Despite this, McCann Worldgroup attempted to tackle the issue with an all-day, all-hands internal event on October 22. During "A Day for Meaning," the company’s roughly 20,000 employees participated in workshops, surveys and meetings centered around a number of issues, with unconscious bias being top of the list.
"The issue of unconscious bias permeates pretty much all cultures and regions. You can look to identify and terminate bigotry or predators, but unconscious bias goes deeper," Harris Diamond chairman and CEO of McCann told Campaign US.
"It was amazing to see people holding meetings until 6 or 7pm that started that morning at 9.30 or 10am. That’s the great thing about this industry -- people want to be better."
According to Diamond, "A Day for Meaning" was the culmination of a little over a year of discussion concerning the issue of unconscious bias, with other steps taken beforehand as well, inclduing other D&I programs as well as the appointment of Singleton Beato as chief diversity and chief engagement officer in 2017.
Harris said the agency network will continuously act on this issue on a global scale beyond a single day event.
"We’ll see how it unfolds around the next year and beyond. It would be naive to think that these issues would go away overnight, but I think we can change. It will take time, but we've been working on this for a couple of years and this is our way of accelerating," Diamond explained.
The first step, he said, was getting a hold on what unconscious bias actually is, with one important distinction being that it can go far beyond race or sex.
"In some countries, we have a tendency to hire people from cities for example -- that's just the nature of the beast and something that we’re looking at," said Diamond.
"The issues around the globe are different, but at the same time, they are similar. The underlying concept of accepting people for who they are regardless of background or what they believe or all the other ways we divide people is universal around the world, even if the actual dividing lines might be different. This could be religion in some offices, ethnic groups in others and so on.
"We want everyone to see other people for who they are."
And to that point, Diamond noted that no one in any office around the globe felt like they were forced to participate or questioned the meaning behind the event.

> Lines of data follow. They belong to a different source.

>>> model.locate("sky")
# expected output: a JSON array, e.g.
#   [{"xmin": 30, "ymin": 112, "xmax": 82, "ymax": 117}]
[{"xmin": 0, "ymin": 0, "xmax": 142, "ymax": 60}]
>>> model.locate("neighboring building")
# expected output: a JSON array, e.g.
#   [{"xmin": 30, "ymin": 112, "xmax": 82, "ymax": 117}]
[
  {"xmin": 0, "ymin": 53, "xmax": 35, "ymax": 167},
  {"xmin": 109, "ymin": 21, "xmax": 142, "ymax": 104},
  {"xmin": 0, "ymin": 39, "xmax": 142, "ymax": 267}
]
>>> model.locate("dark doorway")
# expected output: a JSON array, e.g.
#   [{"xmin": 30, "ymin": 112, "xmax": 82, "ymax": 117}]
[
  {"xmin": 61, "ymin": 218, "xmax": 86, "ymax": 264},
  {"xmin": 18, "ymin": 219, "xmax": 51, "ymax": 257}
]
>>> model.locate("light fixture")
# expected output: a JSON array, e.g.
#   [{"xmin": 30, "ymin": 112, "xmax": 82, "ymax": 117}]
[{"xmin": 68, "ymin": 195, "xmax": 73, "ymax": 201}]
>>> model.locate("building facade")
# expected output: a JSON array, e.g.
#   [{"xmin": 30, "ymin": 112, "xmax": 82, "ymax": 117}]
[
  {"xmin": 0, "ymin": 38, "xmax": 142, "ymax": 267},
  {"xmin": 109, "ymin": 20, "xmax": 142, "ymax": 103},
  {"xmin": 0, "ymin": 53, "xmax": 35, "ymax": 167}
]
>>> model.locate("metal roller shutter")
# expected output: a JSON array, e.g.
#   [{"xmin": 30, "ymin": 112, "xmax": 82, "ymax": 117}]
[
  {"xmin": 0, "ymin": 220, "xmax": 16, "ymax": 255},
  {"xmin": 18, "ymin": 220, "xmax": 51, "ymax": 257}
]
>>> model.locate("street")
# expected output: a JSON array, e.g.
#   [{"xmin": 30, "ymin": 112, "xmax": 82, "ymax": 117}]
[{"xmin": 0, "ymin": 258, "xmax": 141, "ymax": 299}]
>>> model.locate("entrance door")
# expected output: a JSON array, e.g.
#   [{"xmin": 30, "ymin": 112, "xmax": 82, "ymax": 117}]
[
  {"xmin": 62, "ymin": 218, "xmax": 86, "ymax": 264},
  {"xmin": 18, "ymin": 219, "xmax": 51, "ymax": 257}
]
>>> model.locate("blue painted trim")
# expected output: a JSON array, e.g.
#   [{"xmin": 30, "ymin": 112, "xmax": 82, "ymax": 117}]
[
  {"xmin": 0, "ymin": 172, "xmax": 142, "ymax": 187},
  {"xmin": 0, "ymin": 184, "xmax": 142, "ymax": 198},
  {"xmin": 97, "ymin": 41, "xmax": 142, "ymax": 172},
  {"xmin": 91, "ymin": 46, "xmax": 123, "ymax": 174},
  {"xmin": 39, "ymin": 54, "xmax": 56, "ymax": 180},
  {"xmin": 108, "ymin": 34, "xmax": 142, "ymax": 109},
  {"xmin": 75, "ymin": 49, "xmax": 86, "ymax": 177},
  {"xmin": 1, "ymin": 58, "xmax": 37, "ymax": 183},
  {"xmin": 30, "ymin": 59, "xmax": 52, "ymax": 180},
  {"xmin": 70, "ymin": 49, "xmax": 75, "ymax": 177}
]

"There was no place in the world where someone said to me, 'why are we doing this?'" he said.
What people did have questions about is what comes next.
"While we plan on tackling this on a global scale, people have to figure out how to handle this on an individual level themselves and hopefully, this has opened all of our eyes to the issue. It’s essentially a human-to-human problem, with a human-to-human solution," Diamond added.